Comme dans d’autres domaines, la position de l’Administration Bush est au moment du sommet très affaiblie. Politiquement, le Congrès démocrate est plus favorable à des politiques actives, surtout tous les candidats sérieux à la présidence se sont prononcés pour une nouvelle politique climatique, avec des objectifs chiffrés. Par ailleurs, un large mouvement s’est développé ces dernières années pour engager des politiques locales ou sectorielles de réduction des émissions. Il résulte d’une multiplicité d’initiatives prises par des Etats fédérés, des grandes entreprises, des associations de citoyens : c’est clairement un mouvement « bottom-up », par la base, qui supplée à l’absence d’initiative du sommet. La pression interne est si forte que Georges Bush doit annoncer, peu avant le G8, que les Etats-Unis œuvreront, d’ici la fin 2008, à l’identification d’un objectif global d’émission à long terme.

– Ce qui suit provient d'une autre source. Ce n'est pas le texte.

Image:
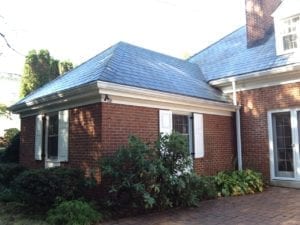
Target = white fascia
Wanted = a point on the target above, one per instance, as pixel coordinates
(267, 78)
(120, 94)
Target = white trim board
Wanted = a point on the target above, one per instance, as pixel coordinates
(122, 94)
(273, 77)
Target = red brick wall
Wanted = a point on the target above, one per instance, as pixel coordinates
(100, 129)
(84, 138)
(254, 125)
(27, 143)
(219, 145)
(258, 19)
(120, 121)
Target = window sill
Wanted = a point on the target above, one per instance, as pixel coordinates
(50, 163)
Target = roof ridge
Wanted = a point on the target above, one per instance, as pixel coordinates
(150, 50)
(188, 59)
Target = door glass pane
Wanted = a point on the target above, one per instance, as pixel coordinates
(282, 139)
(298, 123)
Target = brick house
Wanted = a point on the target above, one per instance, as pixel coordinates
(237, 100)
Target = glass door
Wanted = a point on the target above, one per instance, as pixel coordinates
(282, 145)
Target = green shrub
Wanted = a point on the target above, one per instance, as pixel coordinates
(41, 187)
(8, 172)
(239, 182)
(132, 174)
(10, 134)
(74, 212)
(11, 153)
(8, 195)
(207, 188)
(143, 177)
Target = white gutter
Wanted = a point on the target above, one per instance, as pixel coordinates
(265, 73)
(238, 128)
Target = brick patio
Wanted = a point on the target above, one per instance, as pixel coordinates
(273, 206)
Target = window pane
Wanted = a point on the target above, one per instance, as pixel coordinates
(53, 136)
(181, 125)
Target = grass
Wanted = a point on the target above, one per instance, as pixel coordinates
(16, 214)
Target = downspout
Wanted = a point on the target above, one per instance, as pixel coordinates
(238, 127)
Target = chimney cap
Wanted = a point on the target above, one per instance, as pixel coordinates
(287, 8)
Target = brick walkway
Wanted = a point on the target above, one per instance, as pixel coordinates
(274, 206)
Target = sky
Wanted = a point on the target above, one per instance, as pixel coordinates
(79, 29)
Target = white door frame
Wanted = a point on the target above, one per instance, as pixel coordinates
(295, 143)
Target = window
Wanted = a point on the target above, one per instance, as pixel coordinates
(51, 137)
(181, 125)
(190, 126)
(287, 34)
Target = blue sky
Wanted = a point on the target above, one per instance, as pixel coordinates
(77, 30)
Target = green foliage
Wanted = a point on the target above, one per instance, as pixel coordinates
(41, 187)
(11, 153)
(39, 69)
(132, 173)
(4, 111)
(144, 177)
(8, 172)
(8, 195)
(208, 189)
(10, 134)
(74, 212)
(65, 66)
(239, 182)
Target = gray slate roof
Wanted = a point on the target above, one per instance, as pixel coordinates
(130, 65)
(231, 57)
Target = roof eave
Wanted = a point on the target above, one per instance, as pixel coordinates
(63, 99)
(121, 94)
(265, 78)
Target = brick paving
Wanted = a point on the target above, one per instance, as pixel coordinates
(280, 206)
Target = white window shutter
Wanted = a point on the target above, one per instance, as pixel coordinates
(198, 135)
(38, 137)
(165, 122)
(63, 135)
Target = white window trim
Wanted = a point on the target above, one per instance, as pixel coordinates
(295, 140)
(62, 139)
(196, 143)
(279, 27)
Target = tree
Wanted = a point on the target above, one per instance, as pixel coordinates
(65, 66)
(4, 111)
(39, 69)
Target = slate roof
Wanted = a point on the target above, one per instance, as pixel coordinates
(231, 57)
(130, 65)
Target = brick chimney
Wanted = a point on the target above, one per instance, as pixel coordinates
(259, 20)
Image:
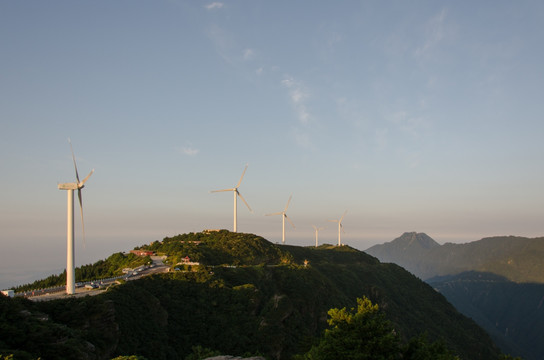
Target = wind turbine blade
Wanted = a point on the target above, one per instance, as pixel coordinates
(81, 211)
(223, 190)
(345, 212)
(244, 200)
(241, 177)
(74, 159)
(84, 180)
(287, 217)
(288, 201)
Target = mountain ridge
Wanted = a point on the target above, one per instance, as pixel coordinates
(275, 306)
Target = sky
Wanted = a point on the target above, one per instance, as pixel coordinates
(410, 115)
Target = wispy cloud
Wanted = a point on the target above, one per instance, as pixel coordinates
(214, 6)
(434, 33)
(298, 95)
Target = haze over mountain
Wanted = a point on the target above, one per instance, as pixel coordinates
(497, 281)
(516, 258)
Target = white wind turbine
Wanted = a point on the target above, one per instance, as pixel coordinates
(317, 230)
(284, 216)
(70, 187)
(340, 227)
(236, 194)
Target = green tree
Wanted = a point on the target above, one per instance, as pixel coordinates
(359, 334)
(364, 333)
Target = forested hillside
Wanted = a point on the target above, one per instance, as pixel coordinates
(512, 313)
(247, 296)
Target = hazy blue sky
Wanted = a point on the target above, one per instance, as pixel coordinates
(412, 115)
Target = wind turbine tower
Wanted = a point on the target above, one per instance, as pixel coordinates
(340, 227)
(70, 187)
(283, 217)
(317, 230)
(236, 194)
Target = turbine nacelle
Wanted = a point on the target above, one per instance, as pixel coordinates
(236, 195)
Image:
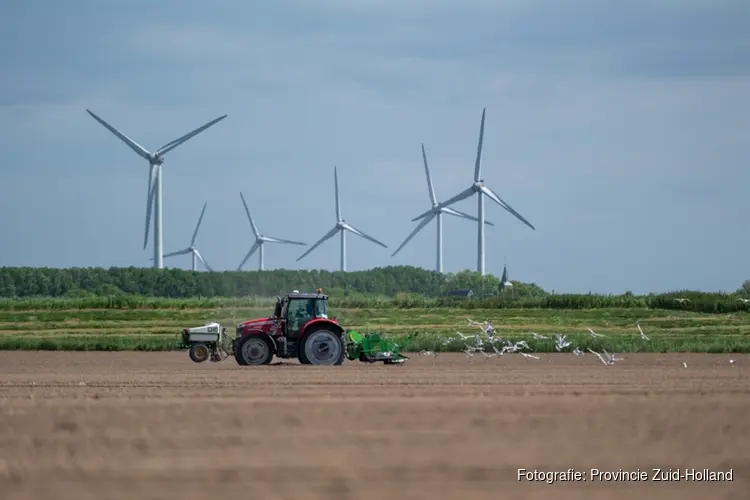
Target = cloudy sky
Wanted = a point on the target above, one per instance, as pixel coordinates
(619, 129)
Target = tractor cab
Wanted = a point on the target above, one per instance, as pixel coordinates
(297, 309)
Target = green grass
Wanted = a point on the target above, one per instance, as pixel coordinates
(158, 329)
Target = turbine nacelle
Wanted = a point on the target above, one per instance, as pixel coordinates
(156, 159)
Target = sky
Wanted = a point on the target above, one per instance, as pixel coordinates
(619, 129)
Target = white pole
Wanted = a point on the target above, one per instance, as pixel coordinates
(480, 234)
(439, 221)
(158, 234)
(343, 250)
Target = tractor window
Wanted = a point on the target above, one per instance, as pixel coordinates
(277, 309)
(320, 309)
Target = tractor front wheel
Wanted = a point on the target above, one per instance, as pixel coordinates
(199, 353)
(322, 346)
(254, 350)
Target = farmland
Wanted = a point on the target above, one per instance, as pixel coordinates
(155, 324)
(154, 425)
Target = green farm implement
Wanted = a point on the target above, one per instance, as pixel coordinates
(372, 347)
(299, 328)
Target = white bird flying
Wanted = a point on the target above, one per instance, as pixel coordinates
(593, 333)
(643, 335)
(561, 342)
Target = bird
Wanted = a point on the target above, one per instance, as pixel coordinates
(601, 358)
(643, 335)
(593, 333)
(561, 342)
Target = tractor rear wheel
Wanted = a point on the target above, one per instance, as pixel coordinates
(254, 350)
(322, 346)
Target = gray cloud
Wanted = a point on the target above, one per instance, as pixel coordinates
(619, 132)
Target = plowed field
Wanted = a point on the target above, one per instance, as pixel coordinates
(79, 425)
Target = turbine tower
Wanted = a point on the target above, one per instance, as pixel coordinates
(341, 226)
(192, 249)
(260, 240)
(436, 212)
(154, 193)
(481, 191)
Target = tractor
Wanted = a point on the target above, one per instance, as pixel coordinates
(299, 328)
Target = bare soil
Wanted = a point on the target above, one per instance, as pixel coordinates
(156, 426)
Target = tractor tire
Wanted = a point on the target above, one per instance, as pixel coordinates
(254, 350)
(301, 355)
(199, 352)
(322, 346)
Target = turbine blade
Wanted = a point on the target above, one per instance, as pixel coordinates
(179, 252)
(249, 254)
(149, 201)
(171, 145)
(279, 240)
(200, 258)
(463, 215)
(478, 162)
(430, 188)
(328, 235)
(494, 197)
(414, 233)
(356, 231)
(200, 219)
(338, 200)
(250, 217)
(140, 150)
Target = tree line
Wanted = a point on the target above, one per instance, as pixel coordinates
(393, 286)
(179, 283)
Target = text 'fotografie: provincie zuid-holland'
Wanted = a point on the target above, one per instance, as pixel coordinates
(638, 475)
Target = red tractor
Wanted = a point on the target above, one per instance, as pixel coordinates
(299, 328)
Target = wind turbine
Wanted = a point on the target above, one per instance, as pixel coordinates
(436, 212)
(192, 248)
(154, 192)
(260, 240)
(481, 191)
(341, 226)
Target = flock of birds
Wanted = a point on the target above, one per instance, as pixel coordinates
(477, 344)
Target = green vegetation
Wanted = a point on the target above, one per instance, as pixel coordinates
(145, 309)
(151, 328)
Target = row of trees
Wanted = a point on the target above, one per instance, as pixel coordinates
(178, 283)
(393, 286)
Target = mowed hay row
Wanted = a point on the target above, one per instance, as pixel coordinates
(155, 329)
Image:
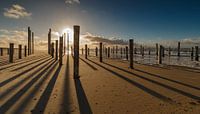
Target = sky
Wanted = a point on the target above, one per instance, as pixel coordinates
(143, 20)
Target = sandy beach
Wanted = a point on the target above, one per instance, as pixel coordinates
(37, 84)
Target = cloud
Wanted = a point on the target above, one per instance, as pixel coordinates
(92, 39)
(72, 1)
(19, 37)
(16, 12)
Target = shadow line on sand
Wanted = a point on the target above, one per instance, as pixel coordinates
(94, 68)
(24, 72)
(42, 103)
(7, 105)
(82, 98)
(145, 89)
(20, 108)
(163, 85)
(153, 75)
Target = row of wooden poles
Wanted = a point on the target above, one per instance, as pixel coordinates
(10, 50)
(114, 50)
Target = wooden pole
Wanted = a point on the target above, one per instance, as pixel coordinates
(56, 49)
(76, 51)
(20, 52)
(108, 52)
(86, 51)
(156, 49)
(52, 50)
(49, 42)
(29, 41)
(192, 53)
(96, 51)
(25, 51)
(131, 52)
(126, 52)
(100, 47)
(1, 51)
(60, 50)
(196, 53)
(32, 42)
(160, 55)
(11, 50)
(179, 49)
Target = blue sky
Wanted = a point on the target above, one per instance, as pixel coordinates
(140, 19)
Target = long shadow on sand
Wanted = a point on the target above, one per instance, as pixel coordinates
(94, 68)
(41, 105)
(163, 85)
(153, 75)
(20, 108)
(147, 90)
(22, 73)
(82, 98)
(6, 106)
(21, 62)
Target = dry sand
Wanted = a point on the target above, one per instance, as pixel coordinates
(37, 84)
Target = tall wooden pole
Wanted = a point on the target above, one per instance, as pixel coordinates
(52, 50)
(196, 53)
(56, 49)
(131, 52)
(33, 43)
(29, 41)
(86, 51)
(49, 42)
(192, 53)
(179, 49)
(100, 47)
(11, 51)
(126, 52)
(20, 52)
(76, 51)
(60, 50)
(25, 51)
(160, 54)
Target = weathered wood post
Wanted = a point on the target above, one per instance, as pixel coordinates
(163, 51)
(56, 49)
(192, 53)
(121, 52)
(108, 52)
(126, 52)
(20, 52)
(49, 42)
(160, 54)
(131, 52)
(179, 49)
(116, 51)
(11, 50)
(25, 51)
(1, 51)
(52, 50)
(86, 51)
(76, 51)
(96, 51)
(169, 51)
(60, 50)
(196, 53)
(100, 58)
(64, 43)
(82, 51)
(33, 49)
(157, 49)
(29, 41)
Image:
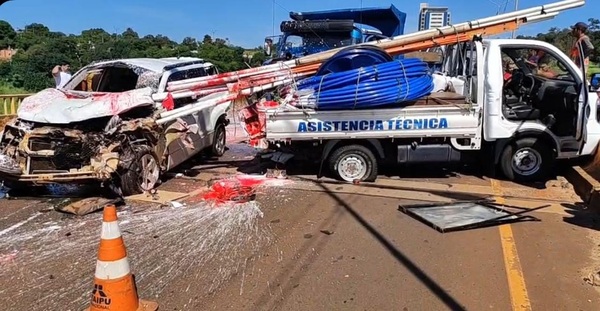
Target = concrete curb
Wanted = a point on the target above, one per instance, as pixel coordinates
(586, 186)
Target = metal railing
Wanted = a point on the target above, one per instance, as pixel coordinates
(10, 103)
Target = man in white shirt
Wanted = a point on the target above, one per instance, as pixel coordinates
(61, 75)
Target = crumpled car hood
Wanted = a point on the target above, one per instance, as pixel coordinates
(53, 106)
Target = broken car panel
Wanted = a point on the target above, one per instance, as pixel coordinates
(102, 127)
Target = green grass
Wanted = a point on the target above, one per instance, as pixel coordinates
(7, 89)
(594, 68)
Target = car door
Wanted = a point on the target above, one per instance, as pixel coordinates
(583, 110)
(189, 134)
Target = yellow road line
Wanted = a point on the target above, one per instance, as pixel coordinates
(516, 281)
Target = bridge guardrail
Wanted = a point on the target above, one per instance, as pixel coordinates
(10, 103)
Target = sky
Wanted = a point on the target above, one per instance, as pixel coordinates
(244, 22)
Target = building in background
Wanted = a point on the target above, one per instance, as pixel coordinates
(433, 17)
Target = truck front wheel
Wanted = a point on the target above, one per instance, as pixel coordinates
(354, 162)
(527, 160)
(142, 172)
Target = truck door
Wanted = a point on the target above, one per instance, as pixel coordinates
(583, 110)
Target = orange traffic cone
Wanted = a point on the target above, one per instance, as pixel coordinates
(114, 286)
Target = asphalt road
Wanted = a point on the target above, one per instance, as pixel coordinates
(310, 245)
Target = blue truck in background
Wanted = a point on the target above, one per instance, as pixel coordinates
(313, 32)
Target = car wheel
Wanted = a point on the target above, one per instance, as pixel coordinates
(219, 141)
(527, 160)
(354, 162)
(142, 173)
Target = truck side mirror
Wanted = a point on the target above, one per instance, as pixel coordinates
(595, 82)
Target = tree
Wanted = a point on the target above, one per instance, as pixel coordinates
(7, 35)
(40, 49)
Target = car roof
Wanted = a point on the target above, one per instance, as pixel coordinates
(154, 64)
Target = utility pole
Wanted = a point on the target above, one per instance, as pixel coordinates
(516, 9)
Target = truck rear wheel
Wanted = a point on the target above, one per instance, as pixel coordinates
(354, 162)
(527, 159)
(219, 140)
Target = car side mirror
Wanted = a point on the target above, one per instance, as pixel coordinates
(267, 47)
(595, 83)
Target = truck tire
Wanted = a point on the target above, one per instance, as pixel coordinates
(354, 162)
(219, 141)
(142, 172)
(527, 160)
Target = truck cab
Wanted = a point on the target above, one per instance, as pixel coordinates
(496, 103)
(302, 38)
(313, 32)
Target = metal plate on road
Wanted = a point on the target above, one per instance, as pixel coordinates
(455, 216)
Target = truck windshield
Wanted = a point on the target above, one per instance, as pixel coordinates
(315, 40)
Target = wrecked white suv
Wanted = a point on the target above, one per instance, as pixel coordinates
(103, 127)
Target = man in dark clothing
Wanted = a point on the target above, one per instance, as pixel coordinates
(579, 32)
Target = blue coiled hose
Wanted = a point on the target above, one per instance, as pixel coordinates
(380, 85)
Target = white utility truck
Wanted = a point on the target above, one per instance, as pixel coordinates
(520, 118)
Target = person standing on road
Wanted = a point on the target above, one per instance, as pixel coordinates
(579, 32)
(61, 74)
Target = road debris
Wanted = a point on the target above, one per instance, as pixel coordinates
(593, 279)
(84, 207)
(240, 188)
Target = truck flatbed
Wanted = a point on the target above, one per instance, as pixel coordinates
(441, 114)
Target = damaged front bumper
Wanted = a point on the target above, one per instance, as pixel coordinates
(54, 155)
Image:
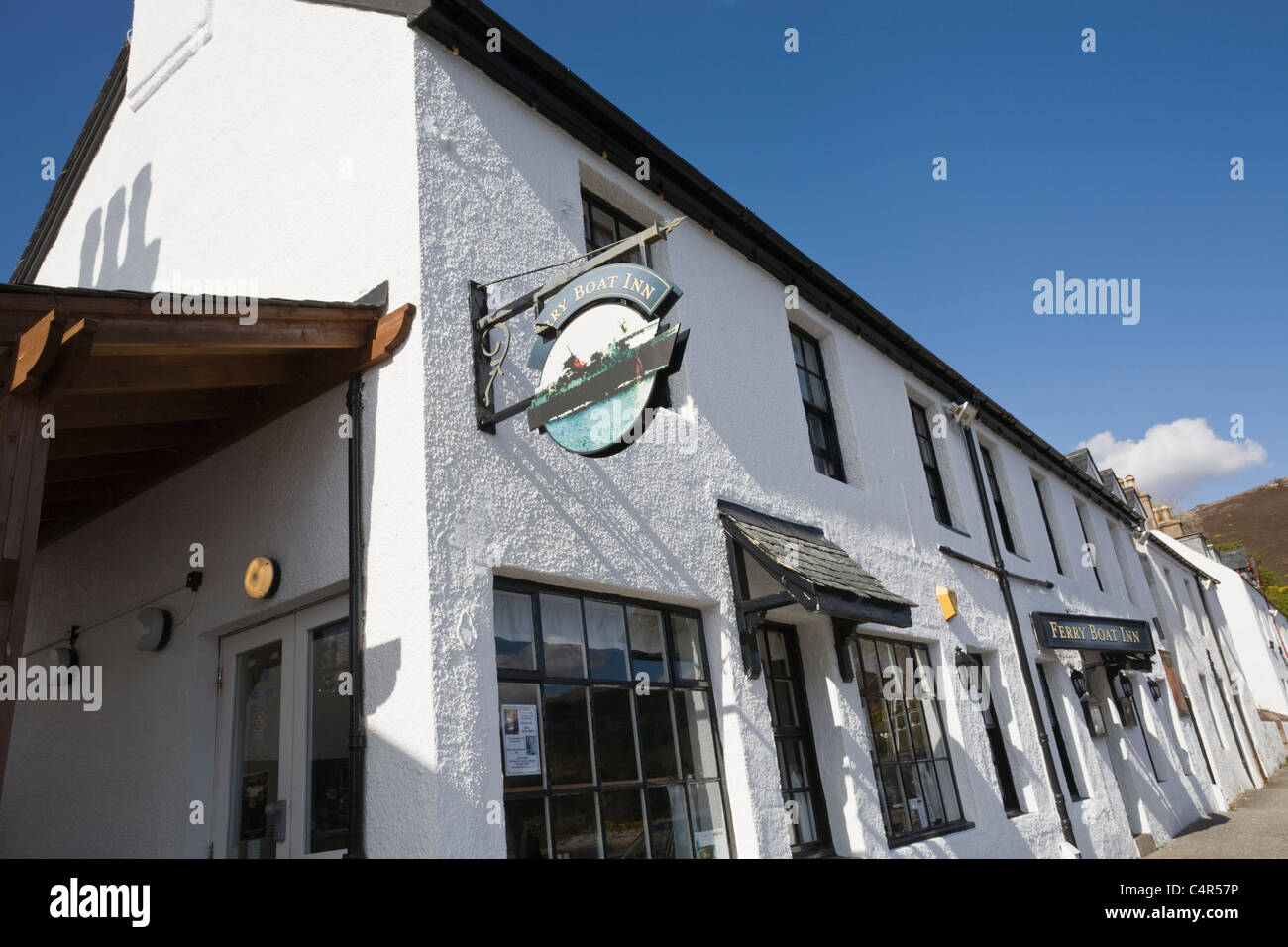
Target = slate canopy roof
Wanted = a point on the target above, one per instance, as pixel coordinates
(812, 570)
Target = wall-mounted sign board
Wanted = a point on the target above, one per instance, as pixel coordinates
(1093, 634)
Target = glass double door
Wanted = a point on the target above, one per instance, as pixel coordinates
(282, 766)
(794, 740)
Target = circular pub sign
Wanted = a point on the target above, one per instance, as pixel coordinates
(603, 354)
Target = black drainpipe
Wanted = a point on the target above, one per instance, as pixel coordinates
(1005, 583)
(1237, 701)
(357, 738)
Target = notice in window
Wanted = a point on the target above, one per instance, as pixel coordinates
(519, 738)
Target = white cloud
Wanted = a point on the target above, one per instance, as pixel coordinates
(1176, 458)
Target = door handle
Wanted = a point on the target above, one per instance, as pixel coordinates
(278, 812)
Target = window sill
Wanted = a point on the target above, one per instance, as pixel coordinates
(952, 828)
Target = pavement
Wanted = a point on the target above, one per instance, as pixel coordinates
(1257, 827)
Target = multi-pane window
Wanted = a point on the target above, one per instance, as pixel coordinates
(1046, 522)
(1003, 522)
(934, 480)
(606, 725)
(1089, 547)
(910, 749)
(818, 405)
(794, 740)
(604, 224)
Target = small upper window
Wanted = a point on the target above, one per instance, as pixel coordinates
(1046, 522)
(818, 405)
(1003, 523)
(934, 480)
(604, 224)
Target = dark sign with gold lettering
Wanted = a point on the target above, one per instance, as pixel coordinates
(1093, 634)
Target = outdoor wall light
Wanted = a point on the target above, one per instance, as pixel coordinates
(151, 629)
(263, 578)
(1122, 685)
(1080, 684)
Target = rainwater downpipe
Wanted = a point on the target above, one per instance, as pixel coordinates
(357, 737)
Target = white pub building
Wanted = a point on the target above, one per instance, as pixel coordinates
(587, 517)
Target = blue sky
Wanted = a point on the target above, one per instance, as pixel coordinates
(1113, 163)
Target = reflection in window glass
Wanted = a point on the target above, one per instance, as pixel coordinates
(575, 823)
(526, 828)
(568, 735)
(614, 736)
(623, 825)
(519, 698)
(605, 638)
(561, 637)
(688, 648)
(917, 784)
(657, 745)
(669, 823)
(643, 767)
(695, 728)
(329, 738)
(513, 622)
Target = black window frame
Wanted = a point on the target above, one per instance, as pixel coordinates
(802, 731)
(1061, 748)
(623, 226)
(674, 684)
(1046, 522)
(827, 457)
(930, 464)
(897, 764)
(1003, 522)
(1010, 795)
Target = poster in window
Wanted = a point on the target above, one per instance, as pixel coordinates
(711, 844)
(519, 738)
(254, 821)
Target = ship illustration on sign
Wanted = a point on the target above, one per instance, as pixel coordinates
(599, 372)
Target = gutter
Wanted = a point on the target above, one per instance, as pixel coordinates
(1004, 581)
(357, 736)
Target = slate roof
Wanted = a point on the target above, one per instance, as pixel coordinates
(807, 554)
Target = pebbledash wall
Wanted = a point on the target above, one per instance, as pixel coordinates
(318, 151)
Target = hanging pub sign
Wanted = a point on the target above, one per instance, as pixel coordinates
(603, 352)
(1093, 634)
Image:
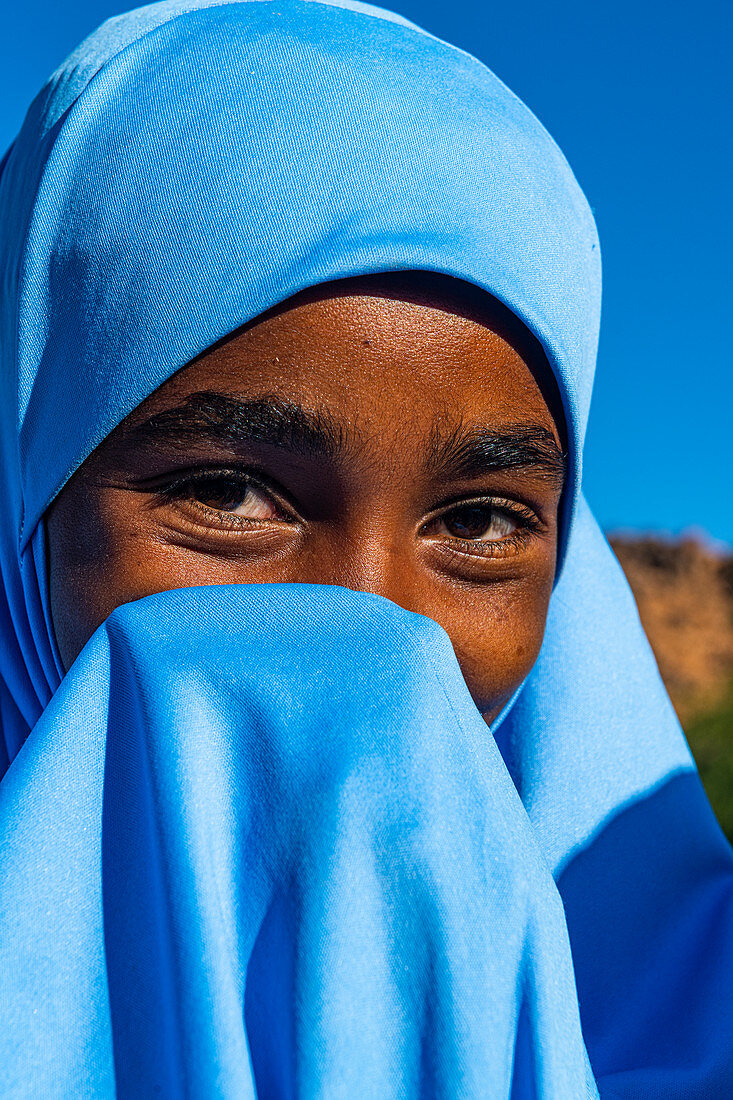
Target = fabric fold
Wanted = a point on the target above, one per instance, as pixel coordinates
(294, 858)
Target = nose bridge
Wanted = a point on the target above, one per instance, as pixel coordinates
(373, 558)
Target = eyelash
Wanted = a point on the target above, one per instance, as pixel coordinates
(528, 524)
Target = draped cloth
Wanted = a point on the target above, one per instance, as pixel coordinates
(258, 840)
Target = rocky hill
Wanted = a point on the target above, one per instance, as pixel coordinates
(684, 591)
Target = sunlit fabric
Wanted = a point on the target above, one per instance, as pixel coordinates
(259, 842)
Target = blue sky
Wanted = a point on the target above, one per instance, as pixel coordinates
(638, 94)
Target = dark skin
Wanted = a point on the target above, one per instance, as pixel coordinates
(389, 433)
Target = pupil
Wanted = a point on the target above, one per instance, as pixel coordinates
(221, 493)
(469, 523)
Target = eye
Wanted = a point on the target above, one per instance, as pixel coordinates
(225, 497)
(479, 523)
(234, 495)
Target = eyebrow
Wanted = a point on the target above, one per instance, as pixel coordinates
(212, 417)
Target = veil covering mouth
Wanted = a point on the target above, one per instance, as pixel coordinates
(240, 855)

Le grand succès d’Angela Merkel sera qu’apparaisse dans les conclusions du sommet, malgré les circonvolutions syntaxiques, le fameux « 50% de réduction en 2050 », soit l’objectif européen. Une borne est posée pour le long terme, qu’il ne sera pas aisé de déplacer dans le futur. Mais le cap sera difficile à tenir car il impose des transformations majeures pour le futur des systèmes, non seulement énergétiques, mais aussi économiques. Toutes les analyses convergent en effet pour indiquer qu’il faudra dans ce cas que les pays industrialisés réduisent en 2050 leurs émissions de 60 à 80% et que les pays émergents et en développement les ramènent à cette date vers leur niveau de 1990. La capacité collective à atteindre ou à se rapprocher de l’objectif des 50% en 2050 dépendra essentiellement de deux facteurs.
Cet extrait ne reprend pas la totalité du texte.